While Nationwide Mutual did not make such a request from the trial court, we find the October 9, 2008, order from the trial court complete and able to withstand scrutiny in this extraordinary action.
Footnote: 8
      However, we note that some types of evidence, while relevant and helpful to the litigation, are not discoverable. See Syl. pt. 2, State of West Virginia ex rel. Allstate Ins. Co. v. Madden, 215 W. Va. 705, 601 S.E.2d 25 (2004) (“'In clear language, Rule 26 of the West Virginia Rules of Civil Procedure provides that privileged matters, although relevant, are not discoverable. As a result of this rule, many documents that could very substantially
aid a litigant in a lawsuit are neither discoverable nor admissible as evidence. In determining what privileges or protections are applicable, we are obligated to look both at the rules themselves and to our statutory and common law.' Syllabus point 12, State ex rel. Medical Assurance of West Virginia, Inc. v. Recht, 213 W. Va. 457, 583 S.E.2d 80 (2003).”). While the Georges argue that the information sought in discovery is not privileged but, rather, is only confidential, this opinion does not reach that issue and should not be construed as making such a decision.
Footnote: 9
      See Syl. pt. 3, Dodrill v. Nationwide Mut. Ins. Co., 201 W. Va. 1, 491 S.E.2d 1 (1996) (“'More than a single isolated violation of W. Va.
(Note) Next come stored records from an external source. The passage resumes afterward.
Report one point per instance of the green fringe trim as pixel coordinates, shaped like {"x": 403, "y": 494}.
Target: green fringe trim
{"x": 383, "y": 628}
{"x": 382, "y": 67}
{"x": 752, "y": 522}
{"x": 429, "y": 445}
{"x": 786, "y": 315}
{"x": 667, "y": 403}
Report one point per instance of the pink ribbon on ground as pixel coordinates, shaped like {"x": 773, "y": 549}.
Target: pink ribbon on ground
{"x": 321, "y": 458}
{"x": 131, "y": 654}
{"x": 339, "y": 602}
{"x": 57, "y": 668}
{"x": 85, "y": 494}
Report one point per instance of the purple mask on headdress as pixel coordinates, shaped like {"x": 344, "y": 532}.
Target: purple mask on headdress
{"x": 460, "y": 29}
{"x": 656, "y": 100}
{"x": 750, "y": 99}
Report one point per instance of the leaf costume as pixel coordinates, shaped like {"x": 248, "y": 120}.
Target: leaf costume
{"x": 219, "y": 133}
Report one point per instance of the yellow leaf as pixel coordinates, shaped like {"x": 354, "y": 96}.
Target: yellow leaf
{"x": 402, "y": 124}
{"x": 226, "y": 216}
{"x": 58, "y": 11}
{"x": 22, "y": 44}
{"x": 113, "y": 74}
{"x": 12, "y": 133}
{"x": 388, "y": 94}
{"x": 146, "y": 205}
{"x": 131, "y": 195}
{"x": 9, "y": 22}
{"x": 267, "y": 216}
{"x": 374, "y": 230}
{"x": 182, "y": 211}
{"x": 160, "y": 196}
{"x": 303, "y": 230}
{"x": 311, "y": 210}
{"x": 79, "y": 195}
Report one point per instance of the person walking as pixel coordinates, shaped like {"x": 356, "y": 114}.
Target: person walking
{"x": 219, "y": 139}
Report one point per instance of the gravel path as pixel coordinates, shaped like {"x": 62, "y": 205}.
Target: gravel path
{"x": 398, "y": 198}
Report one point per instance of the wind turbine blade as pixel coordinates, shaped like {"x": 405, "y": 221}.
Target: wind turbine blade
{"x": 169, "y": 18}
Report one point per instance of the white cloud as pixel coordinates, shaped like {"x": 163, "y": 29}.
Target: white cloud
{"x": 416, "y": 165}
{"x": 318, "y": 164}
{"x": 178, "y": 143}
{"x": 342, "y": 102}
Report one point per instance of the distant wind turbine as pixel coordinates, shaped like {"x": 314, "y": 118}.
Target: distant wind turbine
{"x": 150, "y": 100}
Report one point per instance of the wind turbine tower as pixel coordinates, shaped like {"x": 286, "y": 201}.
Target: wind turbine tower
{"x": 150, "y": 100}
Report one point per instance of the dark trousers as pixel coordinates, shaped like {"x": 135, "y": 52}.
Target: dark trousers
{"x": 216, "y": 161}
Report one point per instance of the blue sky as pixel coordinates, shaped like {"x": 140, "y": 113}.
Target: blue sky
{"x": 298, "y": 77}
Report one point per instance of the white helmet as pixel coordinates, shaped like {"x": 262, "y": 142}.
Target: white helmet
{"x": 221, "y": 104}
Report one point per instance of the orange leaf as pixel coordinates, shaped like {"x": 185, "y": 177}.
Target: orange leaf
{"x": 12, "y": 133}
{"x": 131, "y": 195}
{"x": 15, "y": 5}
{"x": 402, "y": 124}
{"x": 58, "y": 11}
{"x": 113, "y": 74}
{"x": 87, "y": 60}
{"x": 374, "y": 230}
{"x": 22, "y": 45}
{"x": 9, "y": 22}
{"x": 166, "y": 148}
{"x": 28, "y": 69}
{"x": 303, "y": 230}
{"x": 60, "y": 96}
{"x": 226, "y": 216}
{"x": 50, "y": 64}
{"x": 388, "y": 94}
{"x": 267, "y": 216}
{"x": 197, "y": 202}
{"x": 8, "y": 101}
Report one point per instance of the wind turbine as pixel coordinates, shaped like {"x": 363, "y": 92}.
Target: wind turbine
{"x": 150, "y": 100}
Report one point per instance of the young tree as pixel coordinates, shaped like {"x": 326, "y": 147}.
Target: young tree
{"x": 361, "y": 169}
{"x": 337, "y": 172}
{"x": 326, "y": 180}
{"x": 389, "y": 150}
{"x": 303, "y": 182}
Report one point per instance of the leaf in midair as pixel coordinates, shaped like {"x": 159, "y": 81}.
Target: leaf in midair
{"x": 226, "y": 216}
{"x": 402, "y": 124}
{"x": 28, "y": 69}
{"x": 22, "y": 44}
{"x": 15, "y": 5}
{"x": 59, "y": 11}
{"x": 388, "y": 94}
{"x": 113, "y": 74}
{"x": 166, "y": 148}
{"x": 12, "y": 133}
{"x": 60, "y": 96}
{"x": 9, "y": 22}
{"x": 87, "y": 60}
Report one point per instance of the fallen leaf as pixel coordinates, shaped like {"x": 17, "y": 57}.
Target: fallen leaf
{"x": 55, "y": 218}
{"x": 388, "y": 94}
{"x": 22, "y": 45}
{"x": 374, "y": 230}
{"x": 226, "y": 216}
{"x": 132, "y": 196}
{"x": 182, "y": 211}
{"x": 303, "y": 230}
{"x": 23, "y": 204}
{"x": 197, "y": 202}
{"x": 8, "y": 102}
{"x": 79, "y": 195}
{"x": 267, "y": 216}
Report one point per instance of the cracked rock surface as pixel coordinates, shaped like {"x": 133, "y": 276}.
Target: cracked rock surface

Code, 33-11-4(9), must be shown in order to meet the statutory requirement of an indication of “a general business practice,” which requirement must be shown in order to maintain the statutory implied cause of action.' Syllabus point 3, Jenkins v. J.C. Penney Casualty Insurance Company, 167 W. Va. 597, 280 S.E.2d 252 (1981) [, overruled on other grounds by State ex rel. State Farm Fire & Cas. Co. v. Madden, 192 W. Va. 155, 451 S.E.2d 721 (1994)].”). See also Syl. pt. 4, State Farm Mut. Auto. Ins. Co. v. Stephens, 188 W. Va. 622, 425 S.E.2d 577 (1992) (“The question of the relevancy of the information sought through discovery essentially involves a determination of how substantively the information requested bears on the issues to be tried. However, under Rule 26(b)(1) of the West Virginia Rules of Civil Procedure, discovery is not limited only to admissible evidence, but applies to information reasonably calculated to lead to the discovery of admissible evidence.”).
Footnote: 10
      This Court is troubled by Nationwide Mutual's failure to accurately reflect the circuit court's rulings in its petition for writ of prohibition to this Court. Acceptance of
cases involving such extraordinary remedies is based on this Court's review of the petition requesting the same. Thus, it is imperative that any party seeking such a writ be forthright in the allegations contained in its brief. Compounding the inattentive pleading in this case is the fact that Nationwide Mutual also was a party in this Court's prior Kaufman case, and was represented by the same law firm involved in the Kaufman case. See SER Nationwide Mut. Ins. Co. v. Kaufman, 222 W. Va. 37, 658 S.E.2d 728 (2008). However, despite this background, Nationwide Mutual's writ of prohibition failed to discuss the Kaufman case in its brief before this Court and failed to accurately represent the circuit court's rulings in the case sub judice.
Footnote: 11
      Because this Court's disposition of this case is denial of the writ of prohibition on the basis that the rule to show cause was improvidently granted, this opinion does not reach the merits of the issue of the discoverability of confidential settlement agreements.